When viewed in Holistics UI, the descriptions of the fields are automatically pulled in from dbt metadata

Center panel

Overriding field's description​

If you want to set a custom description and override the ones defined in dbt, just set the value of description attribute of the field.

Model users_summary {
table: 'bi.users_summary'
...

dimension full_name {
...
description: 'Full name of the user' # This will override the value from dbt
}
}

dbt-meta-overridden

FAQs​

If I update my model's metadata in Holistics, will it propagate back to dbt docs?​

No. The direction is only one way (from dbt docs β†’ Holistics).

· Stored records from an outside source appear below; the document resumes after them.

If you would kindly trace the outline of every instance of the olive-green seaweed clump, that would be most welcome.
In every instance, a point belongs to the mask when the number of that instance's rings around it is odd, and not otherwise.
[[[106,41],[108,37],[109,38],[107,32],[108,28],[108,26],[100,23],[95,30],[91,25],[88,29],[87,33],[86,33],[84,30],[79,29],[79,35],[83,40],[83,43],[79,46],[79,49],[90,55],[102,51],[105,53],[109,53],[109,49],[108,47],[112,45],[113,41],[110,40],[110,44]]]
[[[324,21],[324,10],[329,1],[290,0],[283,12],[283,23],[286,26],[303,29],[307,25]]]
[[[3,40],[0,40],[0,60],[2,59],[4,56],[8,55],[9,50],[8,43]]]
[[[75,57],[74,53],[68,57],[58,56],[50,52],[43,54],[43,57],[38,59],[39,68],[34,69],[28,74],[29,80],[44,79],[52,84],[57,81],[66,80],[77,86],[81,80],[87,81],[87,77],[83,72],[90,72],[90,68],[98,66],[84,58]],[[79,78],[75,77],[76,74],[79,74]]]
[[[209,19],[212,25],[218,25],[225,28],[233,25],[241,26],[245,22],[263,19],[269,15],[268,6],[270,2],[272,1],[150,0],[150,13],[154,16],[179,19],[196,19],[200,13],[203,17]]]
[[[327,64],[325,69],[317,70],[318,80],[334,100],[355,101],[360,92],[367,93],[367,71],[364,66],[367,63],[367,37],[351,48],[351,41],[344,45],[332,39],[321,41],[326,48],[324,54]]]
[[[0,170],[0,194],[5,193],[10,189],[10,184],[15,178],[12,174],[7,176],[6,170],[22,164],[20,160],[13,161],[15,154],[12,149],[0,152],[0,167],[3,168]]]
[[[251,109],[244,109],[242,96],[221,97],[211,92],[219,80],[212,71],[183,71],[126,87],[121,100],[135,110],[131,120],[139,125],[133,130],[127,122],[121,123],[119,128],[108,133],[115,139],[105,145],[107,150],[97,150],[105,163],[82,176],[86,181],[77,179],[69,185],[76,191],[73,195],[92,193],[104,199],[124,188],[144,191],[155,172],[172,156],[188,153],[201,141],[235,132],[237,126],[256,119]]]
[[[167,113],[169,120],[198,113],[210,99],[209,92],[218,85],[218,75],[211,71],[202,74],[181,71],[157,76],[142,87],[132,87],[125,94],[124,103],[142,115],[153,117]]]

What is the relationship between the dbt model and Holistics' table model for the same underlying database table?​

No direct relationship. Remember that there are 2 different concepts:

  • dbt model: A SQL query that gets persisted into a database table.
  • Holistics' Table Model: An abstraction on top of an existing database table.

I have updated the dbt's metadata, will they automatically sync with Holistics?​

No. Currently, we don't support this yet.

If you have updated your dbt's metadata, you will need to re-push your latest manifest.json to Holistics. Once done, the dbt's metadata in Holistics is automatically updated.

We recommend that you should set up a re-sync strategy from your side so the file manifest.json is automatically pushed to Holistics on a regular (or trigger) basis.

I am using dbt Cloud, how can I integrate with Holistics?​

dbt Cloud is unfortunately not supported at the moment. For now, you need to set up dbt CLI to integrate with Holistics.